Моя голова начинает звенеть. Я вытираю пот со лба.
— Ты видишь здесь еще кого-нибудь, МакКей? Осталась только я. И я готова, насколько это вообще возможно.
Я испортила все, чего от меня ожидали. Моя репутация, мое будущее — все это больше от меня не зависит. Я не позволю Киарану внушить мне сомнения в той части меня, которая жаждет мести. Эта часть ни перед чем не остановится, пока я не уничтожу фейри.
Он, не отводя взгляда, наклоняется ко мне.
— Тогда покажи мне. Докажи это.
В тот миг я забываю весь этикет и все манеры. Я забываю даже о болезни. Киаран бросает мне вызов. Он хочет доказательств? Я ему покажу.
Я атакую. Наши тела сталкиваются, и мы оказываемся на полу. Мы врезаемся в ножки стола, и чашки звенят друг о друга. Я отталкиваю подъюбник, чтобы добраться до скин ду на бедре, и бью ему в горло.
Киаран выбивает нож из моей руки и посылает его прочь по ковру. Проклятье!
— Старайся лучше, — говорит он мне.
Лучше стараться? Я бью его кулаком в лицо. Я скатываюсь с него и ползу за клинком. Прикосновение ковра жжет мне локти. Но прежде чем я добираюсь до ножа, Киаран тянет меня обратно.
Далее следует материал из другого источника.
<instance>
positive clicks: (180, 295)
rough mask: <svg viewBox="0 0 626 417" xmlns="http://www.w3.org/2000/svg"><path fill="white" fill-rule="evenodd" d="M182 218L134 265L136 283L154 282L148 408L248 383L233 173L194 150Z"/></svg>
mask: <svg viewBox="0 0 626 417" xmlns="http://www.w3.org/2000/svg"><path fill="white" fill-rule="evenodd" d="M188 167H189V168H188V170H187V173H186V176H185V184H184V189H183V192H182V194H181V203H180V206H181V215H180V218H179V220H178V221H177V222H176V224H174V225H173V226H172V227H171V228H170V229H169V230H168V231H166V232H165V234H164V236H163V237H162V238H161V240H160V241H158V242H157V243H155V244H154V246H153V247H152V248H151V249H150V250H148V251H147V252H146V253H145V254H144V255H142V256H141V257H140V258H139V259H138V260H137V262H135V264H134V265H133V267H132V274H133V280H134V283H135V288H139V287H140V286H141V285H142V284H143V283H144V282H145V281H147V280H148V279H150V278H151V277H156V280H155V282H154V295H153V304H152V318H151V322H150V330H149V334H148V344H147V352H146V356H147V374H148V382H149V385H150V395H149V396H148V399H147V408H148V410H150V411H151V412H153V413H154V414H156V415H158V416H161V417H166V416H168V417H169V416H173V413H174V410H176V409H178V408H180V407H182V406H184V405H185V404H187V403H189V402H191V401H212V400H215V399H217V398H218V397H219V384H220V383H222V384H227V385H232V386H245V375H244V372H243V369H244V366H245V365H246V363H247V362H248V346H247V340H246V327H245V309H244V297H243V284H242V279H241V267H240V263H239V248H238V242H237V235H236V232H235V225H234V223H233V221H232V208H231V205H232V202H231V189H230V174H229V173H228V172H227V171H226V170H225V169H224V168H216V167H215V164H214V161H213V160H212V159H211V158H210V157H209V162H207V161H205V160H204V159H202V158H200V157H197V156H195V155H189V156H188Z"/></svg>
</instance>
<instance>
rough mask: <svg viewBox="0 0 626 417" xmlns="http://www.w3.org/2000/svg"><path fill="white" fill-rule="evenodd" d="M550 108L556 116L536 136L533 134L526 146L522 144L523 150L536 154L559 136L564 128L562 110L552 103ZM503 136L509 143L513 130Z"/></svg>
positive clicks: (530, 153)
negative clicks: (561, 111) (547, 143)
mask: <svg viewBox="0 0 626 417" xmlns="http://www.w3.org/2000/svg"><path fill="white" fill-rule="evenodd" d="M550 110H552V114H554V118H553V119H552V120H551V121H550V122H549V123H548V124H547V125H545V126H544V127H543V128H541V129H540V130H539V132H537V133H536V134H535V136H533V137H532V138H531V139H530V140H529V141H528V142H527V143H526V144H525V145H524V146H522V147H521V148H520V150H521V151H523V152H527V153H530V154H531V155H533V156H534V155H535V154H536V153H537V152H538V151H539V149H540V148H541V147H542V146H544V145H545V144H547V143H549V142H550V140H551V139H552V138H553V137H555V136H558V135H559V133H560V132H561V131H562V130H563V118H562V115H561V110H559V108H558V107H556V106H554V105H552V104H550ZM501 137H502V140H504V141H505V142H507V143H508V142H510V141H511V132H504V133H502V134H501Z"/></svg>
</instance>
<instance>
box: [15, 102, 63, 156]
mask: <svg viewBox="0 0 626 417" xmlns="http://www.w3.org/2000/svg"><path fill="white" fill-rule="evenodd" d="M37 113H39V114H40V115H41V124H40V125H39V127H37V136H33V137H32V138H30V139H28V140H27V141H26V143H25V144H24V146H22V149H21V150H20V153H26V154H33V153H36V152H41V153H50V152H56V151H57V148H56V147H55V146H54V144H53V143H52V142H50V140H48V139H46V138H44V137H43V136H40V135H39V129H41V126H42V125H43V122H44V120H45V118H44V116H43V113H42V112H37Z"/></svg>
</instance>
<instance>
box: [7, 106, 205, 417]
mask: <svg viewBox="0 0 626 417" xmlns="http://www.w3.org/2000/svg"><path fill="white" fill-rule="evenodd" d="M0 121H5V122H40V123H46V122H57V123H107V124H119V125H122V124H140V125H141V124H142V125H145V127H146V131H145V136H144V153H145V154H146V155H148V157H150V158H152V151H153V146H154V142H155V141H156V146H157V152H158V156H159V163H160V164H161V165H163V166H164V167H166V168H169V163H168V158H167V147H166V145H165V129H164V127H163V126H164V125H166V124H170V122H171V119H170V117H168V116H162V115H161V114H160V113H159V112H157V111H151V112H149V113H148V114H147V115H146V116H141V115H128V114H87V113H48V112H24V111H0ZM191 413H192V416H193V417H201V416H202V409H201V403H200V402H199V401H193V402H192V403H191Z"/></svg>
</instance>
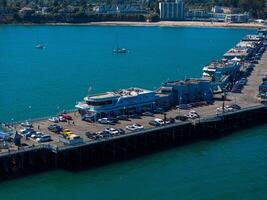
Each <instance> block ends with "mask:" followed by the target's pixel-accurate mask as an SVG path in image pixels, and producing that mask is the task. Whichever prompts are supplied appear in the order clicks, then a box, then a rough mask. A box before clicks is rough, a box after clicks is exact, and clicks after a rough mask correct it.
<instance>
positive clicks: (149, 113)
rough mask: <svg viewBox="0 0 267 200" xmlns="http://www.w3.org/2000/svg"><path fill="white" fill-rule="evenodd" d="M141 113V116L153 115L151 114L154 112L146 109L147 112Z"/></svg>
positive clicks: (152, 114) (149, 115)
mask: <svg viewBox="0 0 267 200" xmlns="http://www.w3.org/2000/svg"><path fill="white" fill-rule="evenodd" d="M142 115H143V116H149V117H153V116H154V113H152V112H148V111H147V112H143V113H142Z"/></svg>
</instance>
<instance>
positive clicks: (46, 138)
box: [36, 135, 51, 143]
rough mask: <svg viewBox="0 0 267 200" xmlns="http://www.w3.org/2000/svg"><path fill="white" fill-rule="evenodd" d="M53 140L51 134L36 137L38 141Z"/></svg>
mask: <svg viewBox="0 0 267 200" xmlns="http://www.w3.org/2000/svg"><path fill="white" fill-rule="evenodd" d="M48 141H51V136H50V135H42V136H41V137H38V138H37V139H36V142H40V143H41V142H48Z"/></svg>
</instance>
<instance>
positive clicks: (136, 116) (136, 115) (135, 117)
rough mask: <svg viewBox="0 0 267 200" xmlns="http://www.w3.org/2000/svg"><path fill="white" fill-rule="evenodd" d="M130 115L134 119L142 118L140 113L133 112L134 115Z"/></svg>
mask: <svg viewBox="0 0 267 200" xmlns="http://www.w3.org/2000/svg"><path fill="white" fill-rule="evenodd" d="M129 117H130V118H132V119H141V117H140V115H138V114H132V115H129Z"/></svg>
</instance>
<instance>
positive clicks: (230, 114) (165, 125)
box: [0, 105, 267, 157]
mask: <svg viewBox="0 0 267 200" xmlns="http://www.w3.org/2000/svg"><path fill="white" fill-rule="evenodd" d="M260 108H265V109H267V106H266V105H254V106H250V107H246V108H242V109H240V110H237V111H234V112H225V113H219V114H214V115H209V116H206V117H201V118H199V119H195V120H191V121H184V122H175V123H173V124H166V125H165V126H161V127H151V128H146V129H144V130H142V131H137V132H130V133H127V134H125V135H119V136H116V137H110V138H105V139H101V140H93V141H85V142H83V143H79V144H76V145H65V146H57V145H54V144H36V145H33V146H26V147H20V148H18V149H17V150H10V149H9V150H7V151H6V152H0V157H4V156H9V155H12V154H17V153H24V152H28V151H34V150H40V149H47V150H51V151H53V152H55V153H57V152H59V151H64V150H68V149H73V148H75V147H82V146H86V145H89V144H97V143H101V142H106V141H111V140H116V139H119V138H124V137H129V136H133V135H140V134H149V133H150V132H153V131H156V130H157V131H159V130H161V129H165V128H171V127H175V126H179V125H185V124H191V123H192V124H198V123H205V122H209V121H214V120H216V121H219V120H222V118H223V117H225V116H228V115H233V114H237V113H242V112H247V111H250V110H255V109H260ZM36 120H38V119H36Z"/></svg>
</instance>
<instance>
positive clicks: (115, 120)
mask: <svg viewBox="0 0 267 200" xmlns="http://www.w3.org/2000/svg"><path fill="white" fill-rule="evenodd" d="M108 121H110V124H117V123H118V122H119V120H118V119H117V118H116V117H109V118H108Z"/></svg>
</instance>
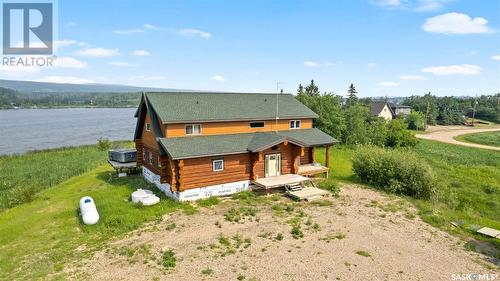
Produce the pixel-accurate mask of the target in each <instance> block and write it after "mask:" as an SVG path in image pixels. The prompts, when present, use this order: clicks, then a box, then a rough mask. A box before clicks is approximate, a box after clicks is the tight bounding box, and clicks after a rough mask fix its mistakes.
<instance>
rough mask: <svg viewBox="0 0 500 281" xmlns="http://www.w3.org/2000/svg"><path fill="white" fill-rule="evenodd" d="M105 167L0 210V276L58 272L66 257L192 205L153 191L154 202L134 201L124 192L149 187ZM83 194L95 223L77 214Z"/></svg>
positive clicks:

Я сильно пинаю его в плечо и прыгаю за ножом. Мои пальцы сжимаются на рукояти, и я опять бросаюсь на Киарана. Мы врезаемся в стену, и книжный шкаф возле нас дрожит. Мой клинок надежно прижат к его горлу.
— Ты хотел доказательства… — Мой голос хрипит. — Вот оно.
Мы дышим в одном ритме, наши тела так близко. Я ощущаю пульс на шее Киарана, и скорость его одинакова с моей собственной. Он встречается со мной взглядом, и, клянусь, я вижу гордость в его глазах. Киаран гордится мною!
Мое зрение затуманивается, точки танцуют перед глазами. Я спотыкаюсь. Хватка на лезвии слабеет, и нож падает на пол. Моя кожа горит так, что становится больно, а ноги едва удерживают мой вес. Я кашляю, кашляю, кашляю так сильно, что тело бьет дрожь.
Киаран помогает мне устоять, его рука надежно прижимается к моей спине.
— Кэм, твоя кожа горит. — Он отнимает руку от моей спины и видит на пальцах кровь. — И течет кровь.
Я облизываю запекшиеся, растрескавшиеся губы и с трудом выговариваю:
— Мы только что дрались. Конечно, у меня идет кровь.
Слова размытые, а мысли путаются, словно я осушила четыре бутылки виски.
— Но это сделал не я, — настаивает он. И пытается меня развернуть, расстегнуть мое дневное платье и посмотреть мне на спину.